L7: Language Flashcards
What is hyperscanning?
Hyperscanning is when we measure brain signals of 2 or more people simultaneously (with EEG or MRI) to relate them to each other
What is vocal learning?
The ability to imitate and learn vocalisations which do not belong to our innate repertoire.
What is language?
System of communication using sounds or symbols to express feelings, thoughts, ideas, and experiences.
Hierarchical system
Inherently social and communicative connected to social cognition.
How is human language similar to animal communication?
- Dialects and syntax
- Signal modalities
- Complex species-specific systems
- Regulating social structures
- Genes that are linked with communication
How is human language different from animal language?
- Animals can only communicate ‘here and now’.
- Humans can communicate past and future ideas and hypothetical scenarios.
- Animal systems are not ‘productive’.
- Creation of new patterns of signs in humans: we can understand and create indefinitely large number of utterances.

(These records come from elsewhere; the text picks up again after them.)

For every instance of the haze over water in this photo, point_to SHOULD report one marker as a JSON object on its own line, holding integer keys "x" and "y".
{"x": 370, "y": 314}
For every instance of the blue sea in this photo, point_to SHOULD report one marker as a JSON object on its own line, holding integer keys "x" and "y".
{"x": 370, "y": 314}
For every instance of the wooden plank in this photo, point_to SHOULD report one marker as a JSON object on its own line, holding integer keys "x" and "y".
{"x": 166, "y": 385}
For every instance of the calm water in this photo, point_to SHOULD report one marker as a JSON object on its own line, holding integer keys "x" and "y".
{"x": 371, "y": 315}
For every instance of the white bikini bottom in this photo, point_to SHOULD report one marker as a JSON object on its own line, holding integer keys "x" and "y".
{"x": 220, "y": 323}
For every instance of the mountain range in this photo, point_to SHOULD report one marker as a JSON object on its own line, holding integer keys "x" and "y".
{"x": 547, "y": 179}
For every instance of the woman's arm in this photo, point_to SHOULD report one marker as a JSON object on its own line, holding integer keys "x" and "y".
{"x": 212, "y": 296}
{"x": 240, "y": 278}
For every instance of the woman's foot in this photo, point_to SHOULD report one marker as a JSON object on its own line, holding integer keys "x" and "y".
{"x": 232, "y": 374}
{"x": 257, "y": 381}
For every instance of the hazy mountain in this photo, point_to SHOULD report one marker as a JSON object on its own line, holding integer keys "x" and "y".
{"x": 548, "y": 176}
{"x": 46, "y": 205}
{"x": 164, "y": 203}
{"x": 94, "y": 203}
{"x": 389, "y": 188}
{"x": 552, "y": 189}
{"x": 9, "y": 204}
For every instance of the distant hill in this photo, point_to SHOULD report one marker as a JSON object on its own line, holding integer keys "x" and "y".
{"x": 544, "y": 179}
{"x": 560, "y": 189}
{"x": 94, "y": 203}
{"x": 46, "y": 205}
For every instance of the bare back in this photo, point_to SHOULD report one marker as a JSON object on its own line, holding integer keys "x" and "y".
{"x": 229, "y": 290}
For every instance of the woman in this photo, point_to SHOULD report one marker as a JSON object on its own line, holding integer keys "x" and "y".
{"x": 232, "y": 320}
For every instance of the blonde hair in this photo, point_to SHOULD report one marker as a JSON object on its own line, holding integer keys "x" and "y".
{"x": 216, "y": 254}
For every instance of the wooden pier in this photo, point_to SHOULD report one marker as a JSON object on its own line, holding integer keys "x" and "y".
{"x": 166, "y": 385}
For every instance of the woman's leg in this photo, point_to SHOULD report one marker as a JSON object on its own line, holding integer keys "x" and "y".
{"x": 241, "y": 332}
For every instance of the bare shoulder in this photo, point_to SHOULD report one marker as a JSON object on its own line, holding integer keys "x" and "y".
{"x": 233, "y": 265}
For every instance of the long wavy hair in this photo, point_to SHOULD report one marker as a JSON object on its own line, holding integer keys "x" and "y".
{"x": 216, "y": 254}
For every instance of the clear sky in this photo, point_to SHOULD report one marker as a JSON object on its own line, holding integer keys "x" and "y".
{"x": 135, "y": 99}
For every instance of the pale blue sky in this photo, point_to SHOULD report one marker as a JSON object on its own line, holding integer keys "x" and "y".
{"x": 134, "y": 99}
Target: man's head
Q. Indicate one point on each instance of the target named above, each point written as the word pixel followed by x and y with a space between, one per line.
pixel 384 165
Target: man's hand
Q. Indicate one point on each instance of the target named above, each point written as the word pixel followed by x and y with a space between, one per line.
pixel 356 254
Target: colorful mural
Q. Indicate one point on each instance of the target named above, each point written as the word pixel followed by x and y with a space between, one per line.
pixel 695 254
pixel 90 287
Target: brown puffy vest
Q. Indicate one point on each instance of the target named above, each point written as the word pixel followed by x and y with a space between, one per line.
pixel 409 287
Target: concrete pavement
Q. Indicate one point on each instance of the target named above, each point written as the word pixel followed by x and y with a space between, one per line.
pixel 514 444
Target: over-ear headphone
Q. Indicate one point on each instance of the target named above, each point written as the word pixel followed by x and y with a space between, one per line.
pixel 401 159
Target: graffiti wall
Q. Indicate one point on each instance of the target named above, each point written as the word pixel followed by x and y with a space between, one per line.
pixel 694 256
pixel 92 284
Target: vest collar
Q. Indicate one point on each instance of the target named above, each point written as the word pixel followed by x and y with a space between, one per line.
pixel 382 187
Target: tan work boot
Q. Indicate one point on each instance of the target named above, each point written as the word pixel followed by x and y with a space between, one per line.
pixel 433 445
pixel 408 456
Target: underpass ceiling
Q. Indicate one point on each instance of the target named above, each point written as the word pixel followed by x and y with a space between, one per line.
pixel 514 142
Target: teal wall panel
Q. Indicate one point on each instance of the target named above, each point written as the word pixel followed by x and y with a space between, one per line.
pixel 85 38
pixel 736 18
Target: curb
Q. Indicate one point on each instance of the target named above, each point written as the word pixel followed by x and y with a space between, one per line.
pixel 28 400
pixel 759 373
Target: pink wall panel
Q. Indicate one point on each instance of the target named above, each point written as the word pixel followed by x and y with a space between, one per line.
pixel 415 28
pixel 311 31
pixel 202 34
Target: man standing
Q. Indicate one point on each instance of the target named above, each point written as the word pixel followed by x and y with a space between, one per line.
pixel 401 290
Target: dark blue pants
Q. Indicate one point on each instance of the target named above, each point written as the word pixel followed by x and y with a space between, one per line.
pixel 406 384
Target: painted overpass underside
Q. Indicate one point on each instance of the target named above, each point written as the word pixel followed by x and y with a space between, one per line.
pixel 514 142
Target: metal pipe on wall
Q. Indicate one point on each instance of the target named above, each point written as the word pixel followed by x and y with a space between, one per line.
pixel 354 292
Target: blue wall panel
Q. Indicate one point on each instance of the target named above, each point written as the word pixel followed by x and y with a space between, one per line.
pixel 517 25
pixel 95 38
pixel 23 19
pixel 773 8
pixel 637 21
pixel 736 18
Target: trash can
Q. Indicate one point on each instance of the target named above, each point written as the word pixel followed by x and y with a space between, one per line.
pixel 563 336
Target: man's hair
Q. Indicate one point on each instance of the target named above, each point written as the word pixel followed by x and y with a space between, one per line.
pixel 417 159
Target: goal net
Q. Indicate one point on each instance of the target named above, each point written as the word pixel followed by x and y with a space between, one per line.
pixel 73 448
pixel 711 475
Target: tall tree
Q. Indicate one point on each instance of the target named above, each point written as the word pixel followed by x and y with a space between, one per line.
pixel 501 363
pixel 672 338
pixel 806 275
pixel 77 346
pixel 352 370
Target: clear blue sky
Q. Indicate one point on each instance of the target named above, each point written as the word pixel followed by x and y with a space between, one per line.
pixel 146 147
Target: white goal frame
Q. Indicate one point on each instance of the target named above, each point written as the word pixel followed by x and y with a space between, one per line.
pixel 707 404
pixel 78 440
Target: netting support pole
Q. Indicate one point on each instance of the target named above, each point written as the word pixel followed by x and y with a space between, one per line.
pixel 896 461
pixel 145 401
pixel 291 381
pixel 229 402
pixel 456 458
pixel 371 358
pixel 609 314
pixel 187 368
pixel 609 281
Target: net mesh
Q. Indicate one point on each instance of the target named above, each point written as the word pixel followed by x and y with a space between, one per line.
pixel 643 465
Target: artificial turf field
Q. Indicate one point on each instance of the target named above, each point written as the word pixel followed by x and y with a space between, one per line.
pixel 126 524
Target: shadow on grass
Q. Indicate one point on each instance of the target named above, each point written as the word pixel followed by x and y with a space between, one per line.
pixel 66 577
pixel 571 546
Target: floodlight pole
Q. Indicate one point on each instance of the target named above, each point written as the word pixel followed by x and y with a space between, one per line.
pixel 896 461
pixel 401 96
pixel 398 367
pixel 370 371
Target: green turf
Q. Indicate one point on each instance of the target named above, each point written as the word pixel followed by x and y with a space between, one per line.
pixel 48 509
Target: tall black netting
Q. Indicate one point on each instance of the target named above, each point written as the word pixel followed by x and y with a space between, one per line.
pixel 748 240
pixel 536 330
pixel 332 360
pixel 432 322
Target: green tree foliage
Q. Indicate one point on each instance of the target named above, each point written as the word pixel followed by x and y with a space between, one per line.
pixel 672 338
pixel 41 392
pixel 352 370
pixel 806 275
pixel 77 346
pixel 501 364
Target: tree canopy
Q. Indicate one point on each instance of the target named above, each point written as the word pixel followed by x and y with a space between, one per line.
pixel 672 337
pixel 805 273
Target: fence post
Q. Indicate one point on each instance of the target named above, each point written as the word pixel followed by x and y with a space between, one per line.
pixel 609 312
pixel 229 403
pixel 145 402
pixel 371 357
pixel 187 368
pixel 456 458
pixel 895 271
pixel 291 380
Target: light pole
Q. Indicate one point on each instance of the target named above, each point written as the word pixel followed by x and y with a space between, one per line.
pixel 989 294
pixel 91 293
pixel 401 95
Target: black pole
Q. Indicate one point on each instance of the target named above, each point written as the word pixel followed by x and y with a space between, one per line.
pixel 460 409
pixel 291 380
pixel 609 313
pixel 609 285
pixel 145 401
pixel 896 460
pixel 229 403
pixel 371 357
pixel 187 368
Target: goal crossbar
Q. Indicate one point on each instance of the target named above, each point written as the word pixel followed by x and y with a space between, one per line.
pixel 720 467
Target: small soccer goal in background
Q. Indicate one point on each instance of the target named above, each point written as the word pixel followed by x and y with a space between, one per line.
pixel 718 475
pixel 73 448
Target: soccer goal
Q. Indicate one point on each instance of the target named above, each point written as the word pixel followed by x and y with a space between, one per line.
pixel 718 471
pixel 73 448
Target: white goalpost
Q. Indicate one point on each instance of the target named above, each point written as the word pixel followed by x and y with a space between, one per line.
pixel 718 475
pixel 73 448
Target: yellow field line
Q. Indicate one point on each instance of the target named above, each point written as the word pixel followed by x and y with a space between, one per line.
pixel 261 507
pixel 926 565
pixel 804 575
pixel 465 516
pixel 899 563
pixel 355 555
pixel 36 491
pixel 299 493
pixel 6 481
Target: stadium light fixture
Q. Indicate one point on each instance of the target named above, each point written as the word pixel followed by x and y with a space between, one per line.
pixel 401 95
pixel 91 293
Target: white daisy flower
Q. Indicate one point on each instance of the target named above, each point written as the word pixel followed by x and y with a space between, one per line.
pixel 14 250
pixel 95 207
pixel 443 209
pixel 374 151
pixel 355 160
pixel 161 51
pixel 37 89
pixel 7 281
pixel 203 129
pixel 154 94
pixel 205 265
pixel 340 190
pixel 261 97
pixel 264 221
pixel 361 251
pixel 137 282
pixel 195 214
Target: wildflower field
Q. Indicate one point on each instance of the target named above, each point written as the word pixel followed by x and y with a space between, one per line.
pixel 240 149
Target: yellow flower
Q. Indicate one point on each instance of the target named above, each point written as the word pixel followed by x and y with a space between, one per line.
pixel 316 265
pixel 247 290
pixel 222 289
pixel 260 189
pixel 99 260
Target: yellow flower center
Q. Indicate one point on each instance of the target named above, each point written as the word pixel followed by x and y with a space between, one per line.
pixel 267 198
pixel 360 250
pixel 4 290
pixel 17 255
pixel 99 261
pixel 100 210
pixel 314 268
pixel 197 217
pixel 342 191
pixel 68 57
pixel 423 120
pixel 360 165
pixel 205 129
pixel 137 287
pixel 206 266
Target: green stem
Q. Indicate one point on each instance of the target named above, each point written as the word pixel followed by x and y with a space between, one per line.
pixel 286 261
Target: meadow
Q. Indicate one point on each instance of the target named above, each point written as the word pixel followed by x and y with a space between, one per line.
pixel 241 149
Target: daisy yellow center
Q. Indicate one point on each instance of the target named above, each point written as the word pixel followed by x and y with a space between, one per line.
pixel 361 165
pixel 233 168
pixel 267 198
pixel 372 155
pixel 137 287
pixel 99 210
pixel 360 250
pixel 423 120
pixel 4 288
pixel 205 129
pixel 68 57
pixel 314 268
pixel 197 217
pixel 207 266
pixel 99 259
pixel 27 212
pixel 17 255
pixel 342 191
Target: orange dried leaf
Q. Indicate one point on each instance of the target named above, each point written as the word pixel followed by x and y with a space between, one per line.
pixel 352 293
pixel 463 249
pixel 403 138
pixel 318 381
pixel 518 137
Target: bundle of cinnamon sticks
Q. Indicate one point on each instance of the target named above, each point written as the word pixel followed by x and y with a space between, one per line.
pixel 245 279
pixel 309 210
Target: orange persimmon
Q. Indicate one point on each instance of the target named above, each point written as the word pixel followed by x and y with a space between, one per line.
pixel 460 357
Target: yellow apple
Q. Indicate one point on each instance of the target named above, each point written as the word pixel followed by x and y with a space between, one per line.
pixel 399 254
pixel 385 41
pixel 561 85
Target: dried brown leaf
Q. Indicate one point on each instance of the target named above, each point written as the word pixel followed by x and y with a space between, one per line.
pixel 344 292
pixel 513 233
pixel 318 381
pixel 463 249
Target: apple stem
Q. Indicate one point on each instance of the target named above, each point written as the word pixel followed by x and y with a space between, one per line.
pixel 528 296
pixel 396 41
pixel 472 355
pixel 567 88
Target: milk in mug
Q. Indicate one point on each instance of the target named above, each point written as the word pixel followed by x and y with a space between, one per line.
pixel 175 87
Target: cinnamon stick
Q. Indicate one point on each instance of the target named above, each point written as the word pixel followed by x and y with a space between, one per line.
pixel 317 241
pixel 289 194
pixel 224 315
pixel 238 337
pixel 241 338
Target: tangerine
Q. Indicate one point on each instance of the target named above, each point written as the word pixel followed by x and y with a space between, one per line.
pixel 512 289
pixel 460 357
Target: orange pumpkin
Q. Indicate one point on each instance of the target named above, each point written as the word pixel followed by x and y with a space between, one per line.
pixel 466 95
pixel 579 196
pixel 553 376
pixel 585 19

Give two reasons why there is a universal need to communicate with language
- Language is critical for human quality of life: dead children invent sign language by themselves.
- Drive for communication is innate in typical developing children.
What did Skinner propose about language in 1957?
Language is learnt through reinforcement-operant conditioning.
Children imitate speech that they hear and repeat correct speech because it is rewarded.
What did Noam Chomsky propose about language in 1957?
Human language is coded in genes
Underlying basis of all language is similar
Children produce sentences that they have never heard and that have never been reinforced (challenging conditioning hypothesis).
Heavily focused on syntax (hierarchical structure in language).
Why was Chomsky’s criticism of behaviourism important?
It was an important event in the cognitive revolution and began changing the focus of the young discipline of psycholinguistics, the field concerned with the psychological study of language.
What are the four major concerns of psycholinguistics?
- Comprehension
- Speech production
- Representation
- Acquisition
What are the six requirements for comprehension?
- Decoding phonemes
- Accessing the mental lexicon
- Lexical semantics
- Syntactic processing
- Semantics
- Discourse integration
What is a phoneme?
The shortest segment of speech that, if changed, changes the meaning of a word.
What are morphemes?
The smallest units of language that have a definable meaning or a grammatical function.
What is phenomic restoration?
A phoneme in a spoken word in a sentence can be perceived even if it is obscured by noise.
What is the tip-of-the-tongue phenomenon?
When you know what you want to say but can’t remember the phonological structure automatically.